Note that algorithms that specify the usage of a QRAM share the following assumption: State preparation via the QRAM is efficient and, therefore, of logarithmic runtime (Schuld and Petruccione 2018). However, to our best knowledge, there are currently no commercial hardware implementations for QRAM. Thus, a different state preparation routine has to load the data in the specified encoding. A major disadvantage today is that currently no state preparation routine for an arbitrary state is known to be as efficient as the logarithmic runtime of a QRAM. As a result, a theoretically exponential speed-up of an algorithm using QRAM is only possible if the state preparation can be realized by an efficient state preparation method.

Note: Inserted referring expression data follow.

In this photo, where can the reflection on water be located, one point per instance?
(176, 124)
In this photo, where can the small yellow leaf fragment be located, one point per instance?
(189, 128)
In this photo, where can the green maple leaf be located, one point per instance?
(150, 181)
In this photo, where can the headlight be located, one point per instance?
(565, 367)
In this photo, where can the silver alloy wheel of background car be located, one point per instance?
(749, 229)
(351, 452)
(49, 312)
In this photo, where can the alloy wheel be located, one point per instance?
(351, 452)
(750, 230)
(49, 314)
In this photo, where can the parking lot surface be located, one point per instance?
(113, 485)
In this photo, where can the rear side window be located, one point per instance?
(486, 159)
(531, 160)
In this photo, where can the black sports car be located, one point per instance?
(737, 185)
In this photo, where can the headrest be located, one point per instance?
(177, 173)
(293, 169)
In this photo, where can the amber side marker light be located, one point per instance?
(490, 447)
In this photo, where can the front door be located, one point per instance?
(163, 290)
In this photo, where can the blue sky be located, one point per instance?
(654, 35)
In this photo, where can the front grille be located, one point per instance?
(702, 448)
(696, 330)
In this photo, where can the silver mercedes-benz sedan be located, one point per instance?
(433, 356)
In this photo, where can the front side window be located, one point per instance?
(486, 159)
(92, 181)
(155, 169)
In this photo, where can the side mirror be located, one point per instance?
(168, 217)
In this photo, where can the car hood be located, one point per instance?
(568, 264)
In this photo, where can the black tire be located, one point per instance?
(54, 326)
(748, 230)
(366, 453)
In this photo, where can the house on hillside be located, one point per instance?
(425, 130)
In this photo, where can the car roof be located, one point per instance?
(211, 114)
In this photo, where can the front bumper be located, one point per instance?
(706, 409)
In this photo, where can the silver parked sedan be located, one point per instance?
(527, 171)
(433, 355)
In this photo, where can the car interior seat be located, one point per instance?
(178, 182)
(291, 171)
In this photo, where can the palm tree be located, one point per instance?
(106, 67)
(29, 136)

Quantum Phase Estimation (QPE)

Also known as: Phase estimation algorithm (PEA)

Intent

Approximate the eigenvalue of a unitary matrix.

Context

Given a unitary matrix $U$ and one of its eigenstates, the corresponding eigenvalue should be determined. The eigenstate $\newcommand{\state}[1]{{\left| #1 \right>}}\state{v}$ is given on a register in Basis Encoding. Applying $U$ to the eigenstate $\newcommand{\state}[1]{{\left| #1 \right>}}\state{v}$ results in a global phase: $$U\newcommand{\state}[1]{{\left| #1 \right>}}\state{v} = e^{2\pi i \varphi} \state{v}$$ where the eigenvalue $\lambda = e^{2\pi i \varphi}$ is uniquely determined by $\varphi \in [0,1]$. Therefore, it is sufficient to estimate $\varphi$.

Problem & Forces

Not available

Solution

Use the circuit shown in the pattern sketch to estimate the approximation of $\theta$. First, a register of $m$ ancillae is brought into an Uniform Superposition. Next, controlled versions of powers of $U$ are applied on the register of the eigenstate following the scheme depicted inthe pattern sketch. Each application of a controlled-$U$ operation results in a phase kickback of the control qubit, i.e., this qubit acquires a relative phase of $\varphi$. This results in the overall state: $$\newcommand{\state}[1]{{\left| #1 \right>}} \state{\psi} = \sum_{y=0}^{2^m-1}e^{2\pi \varphi y}\state{y}$$ where $\varphi$ is encoded in the relative phase. To extract this information, the inverse of the quantum fourier transformation is applied on the ancilla register.

Resulting Context

If $\varphi$ is a rational number, the ancilla register contains the eigenvalue in Basis Encoding (assuming a proper number of anchillae). Otherwise, an approximation is produced with a probability of at least $\frac{4}{\pi}$. Increasing the precision of the approximation by adding more ancillae is costly because this also increases the number of required controlled-$U$ operations. Because of these demanding hardware requirements, this algorithm is often regarded as non-suitable for NISQ devices.


Speedup via Verifying

Intent

Achieve a computational speedup on computation when verification of a solution is simple.

Context

There are many problems for which finding a solution is hard, but for an alleged solution it is easy to verify whether it is correct. For example, determining the factorization of a certain number is hard when the number is huge, but multiplying prime numbers to verify that their product equals the number is simple. Thus, to check if a list of prime numbers is the factorization of a specific number, multiplying the prime numbers is sufficient to verify the factorization.

Problem & Forces

Not available

Solution

For certain problems, finding a solution can be done faster by exploiting quantum parallelism: First, all possible solutions are created, then this list of solutions is searched for correct solutions by verifying the correctness of each solution. The Grover algorithm is used for searching through the possible solutions relying on an oracle to verify whether the possible solutions are correct. This means that $O(\sqrt{N})$ applications of the oracle are needed to determine the solution.

Resulting Context

This pattern requires that an oracle is given which can verify the solutions.